Speaker
Description
A significant sample of $pp\to p\pi^{0}X$ events has been observed at STAR in
$\sqrt{s}=200$ GeV transversely polarized $pp$ collisions, with an isolated
$\pi^0$ detected in the forward pseudorapidity range $2.65<\eta<3.9$, along with
the forward-going proton $p$, which scatters near the beamline into Roman Pot
detectors. The sum of the $\pi^{0}$ and the scattered proton energies is
consistent with the incident proton energy of 100 GeV, indicating that no
further particles are produced in this direction. It is postulated that the
forward incident proton may have fluctuated into a $p+\pi^{0}$ system, with the
$\pi^0$ angular momentum correlated with the initial proton spin.
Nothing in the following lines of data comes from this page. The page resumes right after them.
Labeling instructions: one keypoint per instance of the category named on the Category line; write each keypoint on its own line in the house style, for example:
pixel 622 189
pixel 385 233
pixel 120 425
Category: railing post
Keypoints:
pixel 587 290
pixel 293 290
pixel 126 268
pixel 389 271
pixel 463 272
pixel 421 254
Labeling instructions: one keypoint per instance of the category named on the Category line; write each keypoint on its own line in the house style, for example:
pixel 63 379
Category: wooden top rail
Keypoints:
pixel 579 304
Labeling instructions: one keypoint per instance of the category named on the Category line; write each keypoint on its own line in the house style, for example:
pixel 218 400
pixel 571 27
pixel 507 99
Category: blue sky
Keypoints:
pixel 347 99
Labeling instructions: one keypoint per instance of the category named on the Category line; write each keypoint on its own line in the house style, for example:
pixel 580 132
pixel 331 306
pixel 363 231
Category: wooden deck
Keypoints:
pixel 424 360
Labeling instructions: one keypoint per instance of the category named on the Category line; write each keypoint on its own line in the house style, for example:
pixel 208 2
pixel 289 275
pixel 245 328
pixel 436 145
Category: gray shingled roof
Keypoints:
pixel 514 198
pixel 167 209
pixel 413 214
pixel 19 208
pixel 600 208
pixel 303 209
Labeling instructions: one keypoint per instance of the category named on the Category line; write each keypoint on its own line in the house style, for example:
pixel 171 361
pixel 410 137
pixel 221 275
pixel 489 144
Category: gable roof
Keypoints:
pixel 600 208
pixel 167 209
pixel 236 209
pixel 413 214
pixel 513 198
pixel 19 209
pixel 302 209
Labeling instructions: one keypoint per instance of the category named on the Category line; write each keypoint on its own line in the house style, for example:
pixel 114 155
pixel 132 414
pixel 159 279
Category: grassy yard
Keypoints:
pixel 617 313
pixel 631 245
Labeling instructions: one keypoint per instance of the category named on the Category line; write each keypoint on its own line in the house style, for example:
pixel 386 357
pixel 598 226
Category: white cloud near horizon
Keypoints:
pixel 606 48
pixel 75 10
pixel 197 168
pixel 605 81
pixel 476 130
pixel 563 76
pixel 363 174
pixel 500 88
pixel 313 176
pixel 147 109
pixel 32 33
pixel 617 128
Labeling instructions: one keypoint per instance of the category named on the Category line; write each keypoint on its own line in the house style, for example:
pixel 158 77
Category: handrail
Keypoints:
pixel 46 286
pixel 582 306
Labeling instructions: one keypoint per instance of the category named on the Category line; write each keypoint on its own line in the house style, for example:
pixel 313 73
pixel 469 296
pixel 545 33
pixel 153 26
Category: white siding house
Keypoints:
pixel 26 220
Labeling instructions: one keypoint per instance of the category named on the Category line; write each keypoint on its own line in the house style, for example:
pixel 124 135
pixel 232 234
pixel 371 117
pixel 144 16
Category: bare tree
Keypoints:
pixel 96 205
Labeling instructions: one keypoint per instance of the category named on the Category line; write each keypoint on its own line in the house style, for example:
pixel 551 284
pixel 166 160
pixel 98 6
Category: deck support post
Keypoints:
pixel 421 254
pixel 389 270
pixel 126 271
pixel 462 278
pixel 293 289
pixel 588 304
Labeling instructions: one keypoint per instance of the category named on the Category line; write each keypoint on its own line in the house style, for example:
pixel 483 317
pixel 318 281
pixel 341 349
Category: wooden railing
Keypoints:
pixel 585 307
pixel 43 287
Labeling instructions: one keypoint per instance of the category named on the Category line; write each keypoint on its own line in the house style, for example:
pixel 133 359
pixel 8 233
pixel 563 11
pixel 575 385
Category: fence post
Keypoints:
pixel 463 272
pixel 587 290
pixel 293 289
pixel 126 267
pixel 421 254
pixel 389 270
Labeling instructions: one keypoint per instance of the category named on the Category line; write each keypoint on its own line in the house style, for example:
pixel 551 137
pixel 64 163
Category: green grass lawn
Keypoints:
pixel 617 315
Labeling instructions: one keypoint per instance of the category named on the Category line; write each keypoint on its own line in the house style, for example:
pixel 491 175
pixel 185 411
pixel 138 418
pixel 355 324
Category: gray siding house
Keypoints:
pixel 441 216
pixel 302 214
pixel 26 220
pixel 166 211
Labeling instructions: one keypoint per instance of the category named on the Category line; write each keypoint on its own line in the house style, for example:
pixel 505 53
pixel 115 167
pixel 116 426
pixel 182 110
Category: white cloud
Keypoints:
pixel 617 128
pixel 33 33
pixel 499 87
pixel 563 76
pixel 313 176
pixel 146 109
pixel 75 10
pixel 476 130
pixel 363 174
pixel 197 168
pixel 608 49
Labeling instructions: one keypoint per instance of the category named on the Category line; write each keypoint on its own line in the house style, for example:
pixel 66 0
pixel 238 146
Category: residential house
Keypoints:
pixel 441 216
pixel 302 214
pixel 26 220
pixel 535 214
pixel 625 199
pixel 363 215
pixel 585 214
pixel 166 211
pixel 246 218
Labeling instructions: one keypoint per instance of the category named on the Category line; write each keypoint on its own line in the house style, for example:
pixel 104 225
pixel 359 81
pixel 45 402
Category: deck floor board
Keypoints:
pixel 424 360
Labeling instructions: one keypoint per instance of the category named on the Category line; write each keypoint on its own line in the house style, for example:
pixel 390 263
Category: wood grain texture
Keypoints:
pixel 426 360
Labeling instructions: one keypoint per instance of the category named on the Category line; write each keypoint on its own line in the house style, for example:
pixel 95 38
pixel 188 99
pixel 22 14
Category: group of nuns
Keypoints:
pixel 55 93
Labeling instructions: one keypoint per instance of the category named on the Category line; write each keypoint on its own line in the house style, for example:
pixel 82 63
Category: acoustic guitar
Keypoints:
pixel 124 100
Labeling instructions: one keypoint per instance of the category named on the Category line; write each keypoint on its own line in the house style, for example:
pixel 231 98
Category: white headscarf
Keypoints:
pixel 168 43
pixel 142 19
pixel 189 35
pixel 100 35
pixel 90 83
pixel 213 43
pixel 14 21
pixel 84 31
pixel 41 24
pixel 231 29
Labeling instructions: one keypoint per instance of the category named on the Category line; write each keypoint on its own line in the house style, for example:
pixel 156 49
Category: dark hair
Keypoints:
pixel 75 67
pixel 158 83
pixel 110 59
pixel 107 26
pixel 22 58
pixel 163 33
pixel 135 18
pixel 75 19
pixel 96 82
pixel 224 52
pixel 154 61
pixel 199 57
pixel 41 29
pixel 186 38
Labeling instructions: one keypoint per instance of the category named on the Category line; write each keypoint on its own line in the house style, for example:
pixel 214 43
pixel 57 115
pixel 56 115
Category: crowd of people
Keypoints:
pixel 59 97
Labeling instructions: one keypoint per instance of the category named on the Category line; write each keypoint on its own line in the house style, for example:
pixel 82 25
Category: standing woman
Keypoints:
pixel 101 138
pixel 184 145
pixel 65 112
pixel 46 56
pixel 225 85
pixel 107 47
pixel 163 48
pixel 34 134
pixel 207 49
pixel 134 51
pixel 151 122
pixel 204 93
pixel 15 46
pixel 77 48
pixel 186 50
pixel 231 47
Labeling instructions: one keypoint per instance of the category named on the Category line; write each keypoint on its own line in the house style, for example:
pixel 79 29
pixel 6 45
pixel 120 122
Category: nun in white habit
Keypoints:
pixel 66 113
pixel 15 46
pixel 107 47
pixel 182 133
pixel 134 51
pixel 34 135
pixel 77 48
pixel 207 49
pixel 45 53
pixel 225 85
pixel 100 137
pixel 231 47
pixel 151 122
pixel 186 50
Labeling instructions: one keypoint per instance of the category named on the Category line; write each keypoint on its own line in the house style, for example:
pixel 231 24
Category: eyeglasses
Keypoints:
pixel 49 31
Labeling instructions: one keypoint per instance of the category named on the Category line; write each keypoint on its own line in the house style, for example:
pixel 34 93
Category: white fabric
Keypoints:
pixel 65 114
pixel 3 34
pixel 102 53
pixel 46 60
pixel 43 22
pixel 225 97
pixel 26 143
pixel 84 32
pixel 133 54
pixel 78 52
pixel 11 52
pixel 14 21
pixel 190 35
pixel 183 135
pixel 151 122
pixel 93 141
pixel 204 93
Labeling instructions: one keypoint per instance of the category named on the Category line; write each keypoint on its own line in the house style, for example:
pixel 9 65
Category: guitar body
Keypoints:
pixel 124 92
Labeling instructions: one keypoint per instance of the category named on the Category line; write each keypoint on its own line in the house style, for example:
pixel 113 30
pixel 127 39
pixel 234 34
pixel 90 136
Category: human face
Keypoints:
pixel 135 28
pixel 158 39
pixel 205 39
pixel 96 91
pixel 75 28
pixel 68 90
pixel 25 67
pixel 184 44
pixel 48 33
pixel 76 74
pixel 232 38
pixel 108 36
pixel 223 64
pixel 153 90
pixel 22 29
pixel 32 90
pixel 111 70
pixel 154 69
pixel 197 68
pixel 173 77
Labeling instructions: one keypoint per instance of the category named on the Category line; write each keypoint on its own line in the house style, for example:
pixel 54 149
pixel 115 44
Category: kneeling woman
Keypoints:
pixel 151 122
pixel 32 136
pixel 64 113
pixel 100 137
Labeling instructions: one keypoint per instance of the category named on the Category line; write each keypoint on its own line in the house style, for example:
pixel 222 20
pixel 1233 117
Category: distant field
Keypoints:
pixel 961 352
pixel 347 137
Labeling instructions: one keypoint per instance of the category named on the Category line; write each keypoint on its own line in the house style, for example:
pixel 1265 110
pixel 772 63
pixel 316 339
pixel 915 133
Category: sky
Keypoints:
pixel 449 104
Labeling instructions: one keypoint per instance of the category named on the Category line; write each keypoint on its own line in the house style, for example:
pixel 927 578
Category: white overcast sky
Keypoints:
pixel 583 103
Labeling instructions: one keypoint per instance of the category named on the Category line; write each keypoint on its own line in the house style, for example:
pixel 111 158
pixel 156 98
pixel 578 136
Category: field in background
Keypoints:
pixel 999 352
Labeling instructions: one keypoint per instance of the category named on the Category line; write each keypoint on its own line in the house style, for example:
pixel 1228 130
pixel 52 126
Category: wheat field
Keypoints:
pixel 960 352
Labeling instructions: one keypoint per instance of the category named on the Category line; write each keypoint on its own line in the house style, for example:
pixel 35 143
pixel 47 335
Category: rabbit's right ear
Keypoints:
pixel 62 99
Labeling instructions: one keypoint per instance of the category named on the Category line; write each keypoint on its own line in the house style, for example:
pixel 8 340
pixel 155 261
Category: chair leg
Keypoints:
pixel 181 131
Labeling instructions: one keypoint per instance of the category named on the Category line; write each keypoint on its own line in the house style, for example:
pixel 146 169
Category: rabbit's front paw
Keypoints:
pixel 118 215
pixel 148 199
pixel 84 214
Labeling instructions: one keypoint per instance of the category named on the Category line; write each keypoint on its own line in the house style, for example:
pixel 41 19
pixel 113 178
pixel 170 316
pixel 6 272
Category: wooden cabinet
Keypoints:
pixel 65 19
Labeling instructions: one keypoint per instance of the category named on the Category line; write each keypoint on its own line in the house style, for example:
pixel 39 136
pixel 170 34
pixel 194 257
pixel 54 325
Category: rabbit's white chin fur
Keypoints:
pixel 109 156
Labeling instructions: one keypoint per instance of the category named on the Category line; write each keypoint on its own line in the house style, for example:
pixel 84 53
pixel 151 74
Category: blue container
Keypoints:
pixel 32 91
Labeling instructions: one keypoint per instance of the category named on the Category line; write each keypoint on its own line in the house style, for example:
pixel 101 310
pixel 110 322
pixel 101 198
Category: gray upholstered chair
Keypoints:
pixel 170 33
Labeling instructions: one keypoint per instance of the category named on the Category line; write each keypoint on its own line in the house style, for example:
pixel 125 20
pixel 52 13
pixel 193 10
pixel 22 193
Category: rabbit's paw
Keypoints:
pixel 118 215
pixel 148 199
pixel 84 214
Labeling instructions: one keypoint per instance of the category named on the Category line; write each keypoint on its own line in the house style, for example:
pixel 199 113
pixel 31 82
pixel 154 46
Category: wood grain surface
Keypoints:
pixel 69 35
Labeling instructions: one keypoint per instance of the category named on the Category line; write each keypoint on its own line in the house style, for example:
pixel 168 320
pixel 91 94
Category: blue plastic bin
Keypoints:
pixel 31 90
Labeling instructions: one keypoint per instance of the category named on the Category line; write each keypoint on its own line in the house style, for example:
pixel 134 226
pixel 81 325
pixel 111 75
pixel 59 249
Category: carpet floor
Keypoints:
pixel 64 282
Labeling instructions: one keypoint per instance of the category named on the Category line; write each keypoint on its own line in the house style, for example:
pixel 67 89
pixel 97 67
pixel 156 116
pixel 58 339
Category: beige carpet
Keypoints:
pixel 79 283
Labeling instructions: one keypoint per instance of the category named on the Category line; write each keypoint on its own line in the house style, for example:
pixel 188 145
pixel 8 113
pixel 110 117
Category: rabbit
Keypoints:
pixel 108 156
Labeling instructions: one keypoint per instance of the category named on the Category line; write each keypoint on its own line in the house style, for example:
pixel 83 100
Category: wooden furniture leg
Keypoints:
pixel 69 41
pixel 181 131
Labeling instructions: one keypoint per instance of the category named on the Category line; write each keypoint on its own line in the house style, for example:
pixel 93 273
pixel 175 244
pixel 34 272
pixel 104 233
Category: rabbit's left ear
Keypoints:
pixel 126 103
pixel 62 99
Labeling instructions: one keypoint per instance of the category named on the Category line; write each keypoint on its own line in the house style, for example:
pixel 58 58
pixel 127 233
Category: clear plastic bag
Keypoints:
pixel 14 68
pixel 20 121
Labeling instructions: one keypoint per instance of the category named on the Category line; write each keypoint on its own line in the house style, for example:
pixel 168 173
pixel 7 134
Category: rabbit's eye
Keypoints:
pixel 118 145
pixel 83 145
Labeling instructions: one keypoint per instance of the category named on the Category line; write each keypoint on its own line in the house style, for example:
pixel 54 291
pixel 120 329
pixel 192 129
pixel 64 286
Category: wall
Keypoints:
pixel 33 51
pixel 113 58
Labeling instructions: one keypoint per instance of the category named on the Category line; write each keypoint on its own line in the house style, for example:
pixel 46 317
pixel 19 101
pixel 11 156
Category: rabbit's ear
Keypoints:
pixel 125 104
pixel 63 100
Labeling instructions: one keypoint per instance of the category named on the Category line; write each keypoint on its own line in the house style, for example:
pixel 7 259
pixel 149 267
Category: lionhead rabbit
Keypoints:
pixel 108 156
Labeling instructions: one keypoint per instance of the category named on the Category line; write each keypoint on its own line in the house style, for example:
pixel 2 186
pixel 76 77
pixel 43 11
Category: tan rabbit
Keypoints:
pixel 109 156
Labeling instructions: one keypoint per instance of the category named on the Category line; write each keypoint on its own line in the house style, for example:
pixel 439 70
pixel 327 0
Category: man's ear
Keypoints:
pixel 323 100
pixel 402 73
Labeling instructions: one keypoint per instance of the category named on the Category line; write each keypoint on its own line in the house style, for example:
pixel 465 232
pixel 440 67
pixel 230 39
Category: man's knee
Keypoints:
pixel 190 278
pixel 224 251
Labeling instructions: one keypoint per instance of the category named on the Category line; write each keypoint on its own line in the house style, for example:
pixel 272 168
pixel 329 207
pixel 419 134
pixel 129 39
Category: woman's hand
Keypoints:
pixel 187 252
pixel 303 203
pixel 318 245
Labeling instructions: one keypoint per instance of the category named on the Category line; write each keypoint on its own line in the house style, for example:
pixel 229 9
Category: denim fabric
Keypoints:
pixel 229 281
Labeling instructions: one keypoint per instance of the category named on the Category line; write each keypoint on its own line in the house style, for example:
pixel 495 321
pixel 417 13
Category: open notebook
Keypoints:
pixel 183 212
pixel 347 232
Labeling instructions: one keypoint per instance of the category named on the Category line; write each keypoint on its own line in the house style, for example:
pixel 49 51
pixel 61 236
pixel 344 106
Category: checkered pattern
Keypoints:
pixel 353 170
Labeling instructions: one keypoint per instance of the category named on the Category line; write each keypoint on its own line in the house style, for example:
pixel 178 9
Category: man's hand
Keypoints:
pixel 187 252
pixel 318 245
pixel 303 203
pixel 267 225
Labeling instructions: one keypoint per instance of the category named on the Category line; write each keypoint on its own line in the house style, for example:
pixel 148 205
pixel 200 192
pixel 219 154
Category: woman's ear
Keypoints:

The
$p+\pi^{0}$ system scatters off the other beam proton and separates such that
the $\pi^{0}$ has a transverse momentum of ${\sim}2$ GeV/$c$ and the proton has
a transverse momentum of ${\sim}0.2$ GeV/$c$. The other beam proton shatters
into the remnant particles $X$, all in the backward direction. Correlations
between the $\pi^0$ and scattered proton will be presented, along with single
spin asymmetries which depend on the azimuthal angles of both the pion and the
proton. This is the first time that spin asymmetries have been explored for
this process, and a model to explain their azimuthal dependence is needed.